Il postino diede ad Anna la lettera di Kai sul pianerottolo. Lei era ancora in camicia da notte e scapigliata e si ritrovò a tenere quell’oggetto in mano. Aveva paura di aprirla.

 

La lettera era una fessura nel muro della loro vita. Kai scriveva di ciò che non poteva dirle a voce. Parlava di una malattia che avanzava, di una stanchezza che gli toglieva la forza di prendere telefono e contattare la persona che amava. Ma soprattutto diceva: “Non possiamo vederci ma sappi che tu sei sempre qui con me.” E chiudeva con una richiesta gentile, quasi pudica: “Non spegnere la tua luce stasera perchè questa notte è così buia. Se puoi, resta con me a guardare le stelle anche se da due finestre distanti.”

 

Anna tenne la lettera tra le dita come si trattiene una reliquia, sapendo che le mani tremavano non solo per freddo ma per la consapevolezza che, se Kai fosse davvero malato, la loro possibilità di potersi rivedere sarebbe stata puramente illusoria.

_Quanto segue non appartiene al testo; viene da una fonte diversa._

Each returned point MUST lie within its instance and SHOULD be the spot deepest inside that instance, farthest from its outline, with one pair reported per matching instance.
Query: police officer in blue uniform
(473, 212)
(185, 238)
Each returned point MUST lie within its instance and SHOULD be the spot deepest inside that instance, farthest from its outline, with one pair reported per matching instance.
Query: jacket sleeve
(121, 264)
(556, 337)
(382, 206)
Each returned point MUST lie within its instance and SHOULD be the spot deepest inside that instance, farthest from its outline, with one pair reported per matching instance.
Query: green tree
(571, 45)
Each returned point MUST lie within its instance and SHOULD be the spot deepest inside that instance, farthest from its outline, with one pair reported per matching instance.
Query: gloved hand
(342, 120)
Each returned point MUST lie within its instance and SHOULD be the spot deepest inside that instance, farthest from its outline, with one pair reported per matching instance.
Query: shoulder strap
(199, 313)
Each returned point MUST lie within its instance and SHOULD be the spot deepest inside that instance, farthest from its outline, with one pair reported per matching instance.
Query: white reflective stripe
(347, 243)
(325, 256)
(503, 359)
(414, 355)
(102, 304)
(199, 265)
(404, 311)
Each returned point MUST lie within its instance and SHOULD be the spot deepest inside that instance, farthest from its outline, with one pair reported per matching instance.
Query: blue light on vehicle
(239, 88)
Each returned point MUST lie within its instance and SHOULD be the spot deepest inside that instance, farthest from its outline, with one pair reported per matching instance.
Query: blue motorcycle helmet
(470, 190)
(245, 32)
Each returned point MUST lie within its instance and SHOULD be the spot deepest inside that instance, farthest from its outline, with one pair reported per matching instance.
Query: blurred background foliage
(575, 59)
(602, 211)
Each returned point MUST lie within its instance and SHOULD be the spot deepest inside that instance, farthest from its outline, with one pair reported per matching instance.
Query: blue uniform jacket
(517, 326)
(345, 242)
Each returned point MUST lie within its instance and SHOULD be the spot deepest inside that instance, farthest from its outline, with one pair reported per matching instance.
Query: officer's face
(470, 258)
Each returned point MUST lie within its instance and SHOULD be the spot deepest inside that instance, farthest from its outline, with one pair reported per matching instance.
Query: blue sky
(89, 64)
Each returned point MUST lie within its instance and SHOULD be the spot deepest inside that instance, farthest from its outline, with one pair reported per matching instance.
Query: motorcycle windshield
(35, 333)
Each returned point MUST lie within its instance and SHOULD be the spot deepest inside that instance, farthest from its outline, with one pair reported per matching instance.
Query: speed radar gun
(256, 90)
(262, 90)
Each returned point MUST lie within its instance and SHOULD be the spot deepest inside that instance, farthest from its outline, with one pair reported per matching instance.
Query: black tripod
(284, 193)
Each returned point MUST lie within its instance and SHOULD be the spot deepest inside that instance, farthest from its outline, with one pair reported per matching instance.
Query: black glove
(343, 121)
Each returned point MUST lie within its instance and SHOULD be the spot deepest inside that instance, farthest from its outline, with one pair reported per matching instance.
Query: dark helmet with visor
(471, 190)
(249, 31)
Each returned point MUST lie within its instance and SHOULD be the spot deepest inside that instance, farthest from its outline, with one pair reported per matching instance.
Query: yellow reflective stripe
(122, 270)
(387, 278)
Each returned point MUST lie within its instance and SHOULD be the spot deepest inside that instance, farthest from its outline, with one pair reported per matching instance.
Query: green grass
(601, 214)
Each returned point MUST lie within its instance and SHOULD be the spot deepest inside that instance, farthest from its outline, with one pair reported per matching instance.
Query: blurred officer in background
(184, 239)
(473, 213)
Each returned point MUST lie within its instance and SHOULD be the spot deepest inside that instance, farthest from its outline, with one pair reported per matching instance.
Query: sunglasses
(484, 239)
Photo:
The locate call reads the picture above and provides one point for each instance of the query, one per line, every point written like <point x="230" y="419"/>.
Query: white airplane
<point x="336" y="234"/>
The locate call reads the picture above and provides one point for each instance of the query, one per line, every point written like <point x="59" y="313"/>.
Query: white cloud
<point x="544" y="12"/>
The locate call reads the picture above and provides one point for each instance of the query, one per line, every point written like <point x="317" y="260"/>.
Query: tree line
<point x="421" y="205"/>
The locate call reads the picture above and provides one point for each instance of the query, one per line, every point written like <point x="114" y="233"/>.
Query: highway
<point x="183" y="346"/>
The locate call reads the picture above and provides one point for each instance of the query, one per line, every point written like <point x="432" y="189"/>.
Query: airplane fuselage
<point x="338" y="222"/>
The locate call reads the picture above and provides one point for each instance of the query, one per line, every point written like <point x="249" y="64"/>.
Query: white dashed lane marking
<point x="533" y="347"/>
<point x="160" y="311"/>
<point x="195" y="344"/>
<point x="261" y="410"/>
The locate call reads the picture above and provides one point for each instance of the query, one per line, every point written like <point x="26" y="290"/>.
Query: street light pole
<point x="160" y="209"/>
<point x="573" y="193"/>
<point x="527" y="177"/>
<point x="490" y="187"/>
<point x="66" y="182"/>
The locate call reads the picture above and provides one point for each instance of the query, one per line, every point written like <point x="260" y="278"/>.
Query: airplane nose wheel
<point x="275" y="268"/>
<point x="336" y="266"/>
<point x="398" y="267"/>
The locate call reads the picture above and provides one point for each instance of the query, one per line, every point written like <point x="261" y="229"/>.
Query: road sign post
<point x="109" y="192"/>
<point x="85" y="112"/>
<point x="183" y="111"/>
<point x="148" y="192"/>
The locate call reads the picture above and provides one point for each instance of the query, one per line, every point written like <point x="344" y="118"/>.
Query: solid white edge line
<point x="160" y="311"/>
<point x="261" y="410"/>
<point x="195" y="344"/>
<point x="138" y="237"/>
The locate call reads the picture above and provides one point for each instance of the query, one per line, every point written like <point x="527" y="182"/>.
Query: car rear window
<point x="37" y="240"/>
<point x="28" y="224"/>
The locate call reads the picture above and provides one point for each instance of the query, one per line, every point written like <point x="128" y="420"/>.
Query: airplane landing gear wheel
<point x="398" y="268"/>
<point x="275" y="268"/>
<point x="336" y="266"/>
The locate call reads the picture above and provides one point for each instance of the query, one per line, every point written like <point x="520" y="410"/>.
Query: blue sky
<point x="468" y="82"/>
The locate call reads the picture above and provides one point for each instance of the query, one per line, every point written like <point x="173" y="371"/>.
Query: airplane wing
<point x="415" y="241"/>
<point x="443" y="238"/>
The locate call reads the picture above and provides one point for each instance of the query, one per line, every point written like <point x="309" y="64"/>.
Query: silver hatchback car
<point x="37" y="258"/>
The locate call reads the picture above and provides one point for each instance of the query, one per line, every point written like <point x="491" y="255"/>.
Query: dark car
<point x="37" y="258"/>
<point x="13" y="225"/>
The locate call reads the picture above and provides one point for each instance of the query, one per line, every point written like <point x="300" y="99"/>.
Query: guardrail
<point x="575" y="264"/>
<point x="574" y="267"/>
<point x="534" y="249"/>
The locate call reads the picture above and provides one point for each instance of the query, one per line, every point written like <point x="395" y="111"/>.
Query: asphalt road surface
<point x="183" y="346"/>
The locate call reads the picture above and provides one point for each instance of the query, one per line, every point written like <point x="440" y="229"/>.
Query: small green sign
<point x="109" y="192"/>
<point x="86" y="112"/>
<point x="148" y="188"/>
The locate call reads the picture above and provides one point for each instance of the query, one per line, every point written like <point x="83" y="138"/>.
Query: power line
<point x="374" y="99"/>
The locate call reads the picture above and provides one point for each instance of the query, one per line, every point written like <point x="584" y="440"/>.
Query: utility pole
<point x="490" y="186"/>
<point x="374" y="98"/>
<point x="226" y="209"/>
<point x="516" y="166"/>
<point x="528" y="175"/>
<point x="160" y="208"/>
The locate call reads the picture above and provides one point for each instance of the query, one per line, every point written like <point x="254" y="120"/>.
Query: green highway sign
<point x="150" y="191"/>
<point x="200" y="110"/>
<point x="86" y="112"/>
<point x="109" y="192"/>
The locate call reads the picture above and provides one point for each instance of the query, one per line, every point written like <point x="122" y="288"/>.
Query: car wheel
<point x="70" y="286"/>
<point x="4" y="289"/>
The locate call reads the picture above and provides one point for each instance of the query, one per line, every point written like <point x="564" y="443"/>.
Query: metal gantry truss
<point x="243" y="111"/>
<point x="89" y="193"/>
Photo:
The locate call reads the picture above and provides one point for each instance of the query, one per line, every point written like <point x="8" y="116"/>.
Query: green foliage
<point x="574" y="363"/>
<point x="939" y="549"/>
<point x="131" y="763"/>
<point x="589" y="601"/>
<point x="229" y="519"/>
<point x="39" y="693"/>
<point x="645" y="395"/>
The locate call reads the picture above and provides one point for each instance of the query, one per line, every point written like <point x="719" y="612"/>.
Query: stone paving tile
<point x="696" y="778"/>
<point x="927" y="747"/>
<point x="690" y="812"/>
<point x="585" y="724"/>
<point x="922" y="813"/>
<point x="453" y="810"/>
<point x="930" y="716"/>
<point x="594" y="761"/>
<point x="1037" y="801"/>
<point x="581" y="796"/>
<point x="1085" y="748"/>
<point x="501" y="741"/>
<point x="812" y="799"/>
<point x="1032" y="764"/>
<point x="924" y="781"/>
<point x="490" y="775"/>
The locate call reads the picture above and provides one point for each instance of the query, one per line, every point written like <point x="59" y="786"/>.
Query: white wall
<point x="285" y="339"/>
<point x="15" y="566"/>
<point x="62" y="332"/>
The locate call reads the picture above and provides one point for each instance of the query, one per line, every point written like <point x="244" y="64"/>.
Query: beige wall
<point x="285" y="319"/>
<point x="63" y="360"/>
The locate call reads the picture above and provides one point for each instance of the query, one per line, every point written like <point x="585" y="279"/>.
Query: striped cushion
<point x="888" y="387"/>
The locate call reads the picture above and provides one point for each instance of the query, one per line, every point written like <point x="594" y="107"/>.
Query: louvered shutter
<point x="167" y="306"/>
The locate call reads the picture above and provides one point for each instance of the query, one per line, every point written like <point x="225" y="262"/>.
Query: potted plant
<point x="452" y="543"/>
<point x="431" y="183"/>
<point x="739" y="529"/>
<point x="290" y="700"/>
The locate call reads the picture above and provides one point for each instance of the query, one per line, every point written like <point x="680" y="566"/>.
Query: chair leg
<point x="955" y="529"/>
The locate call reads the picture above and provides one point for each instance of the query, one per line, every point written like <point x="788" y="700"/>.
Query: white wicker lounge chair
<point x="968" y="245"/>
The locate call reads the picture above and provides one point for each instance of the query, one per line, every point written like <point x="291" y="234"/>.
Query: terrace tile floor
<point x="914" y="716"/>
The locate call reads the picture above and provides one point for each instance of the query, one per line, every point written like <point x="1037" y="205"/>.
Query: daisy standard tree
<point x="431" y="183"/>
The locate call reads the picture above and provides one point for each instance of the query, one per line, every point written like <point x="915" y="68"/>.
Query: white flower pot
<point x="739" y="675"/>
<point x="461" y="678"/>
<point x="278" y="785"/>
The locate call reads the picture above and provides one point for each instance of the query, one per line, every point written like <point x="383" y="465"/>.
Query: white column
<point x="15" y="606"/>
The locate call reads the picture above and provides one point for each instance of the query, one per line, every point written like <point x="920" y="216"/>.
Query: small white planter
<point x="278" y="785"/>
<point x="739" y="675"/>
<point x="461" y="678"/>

Anna rimase seduta sul bordo del letto, la lettera di Kai stretta tra le dita come un fragile petalo appassito. Le parole danzavano davanti ai suoi occhi, ma non riusciva a leggerle di nuovo. “Non spegnere la tua luce perchè questa notte è così buia.” Quelle frasi, scritte con una calligrafia tremante, erano l’ultimo sussurro di un uomo che aveva combattuto contro il buio per troppo tempo. Lei sapeva che non avrebbe potuto rispondere, non con una telefonata, non con un incontro. La loro vita era sempre stata una danza sul filo del rasoio, e ora quel filo si stava spezzando.

 

I giorni successivi furono un turbine di silenzi assordanti. Anna continuò la sua routine, fingendo di essere intatta, ma ogni mattina, guardandosi allo specchio, vedeva i contorni della sua anima sbiadire. Non osava contattare Marco, l’amico comune che aveva inviato quella prima notifica; sapeva che qualsiasi mossa avrebbe potuto esporre il loro segreto, e la paura di distruggere altre vite – quella di Claudia, dei familiari di Kai – la paralizzava. Invece, si limitava a osservare la pioggia che continuava a cadere fuori dalla finestra, una pioggia che non lavava via nulla, ma solo rendeva tutto più freddo e opaco.

 

Una settimana dopo, arrivò un’altra notifica sul suo cellulare, questa volta da un numero sconosciuto. Era Claudia. “Kai è peggiorato. Non c’è più tempo.” Le parole erano concise, prive di emozione, come se anche lei fosse esausta dal peso di quella lotta. Anna sentì il mondo inclinarsi. Non poté fare altro che sedersi, il telefono che le scottava la mano, mentre un’onda di rimpianto la travolgeva. Vent’anni di incontri rubati, di baci nascosti, di parole sussurrate al buio – tutto ridotto a un messaggio impersonale.

 

Quella sera, Anna guidò verso il lungofiume, il posto dove tutto era iniziato. Il Bar Castello era chiuso, le luci spente, e l’acqua del fiume scorreva gonfia e scura sotto la pioggia incessante. Si fermò lì, sola, con il vento che le sferzava i capelli, e pianse per la prima volta. Non per sé, ma per Kai, per l’uomo che aveva amato in silenzio, che aveva condiviso con lei frammenti di anima nei rari momenti di libertà. Ricordò la loro ultima notte insieme, le risate, i baci appassionati, il modo in cui lui le aveva detto “Ti amo” come se fosse una confessione rubata al destino. Quell'incontro era stato un addio.

 

Due giorni dopo, la notizia arrivò come un colpo finale: Kai era morto. La malattia lo aveva portato via nel cuore della notte. Anna lesse l’annuncio sul giornale online, un trafiletto anonimo tra le notizie del giorno, e sentì il suo mondo crollare. Non andò al suo funerale, non voleva essere vista da nessuno. Le sembrò paradossale firmare un biglietto di condoglianze preparato dai suoi colleghi.

“Anna, ma tu te lo ricordi Kai?”

 

Da allora Anna ha un suo rituale prima di andare a letto: accende la luce sul comodino e aspetta che questa rischiari la stanza buia. Poi guarda fuori e con i suoi occhi azzurri va a cercare le stelle più luminose del firmamento.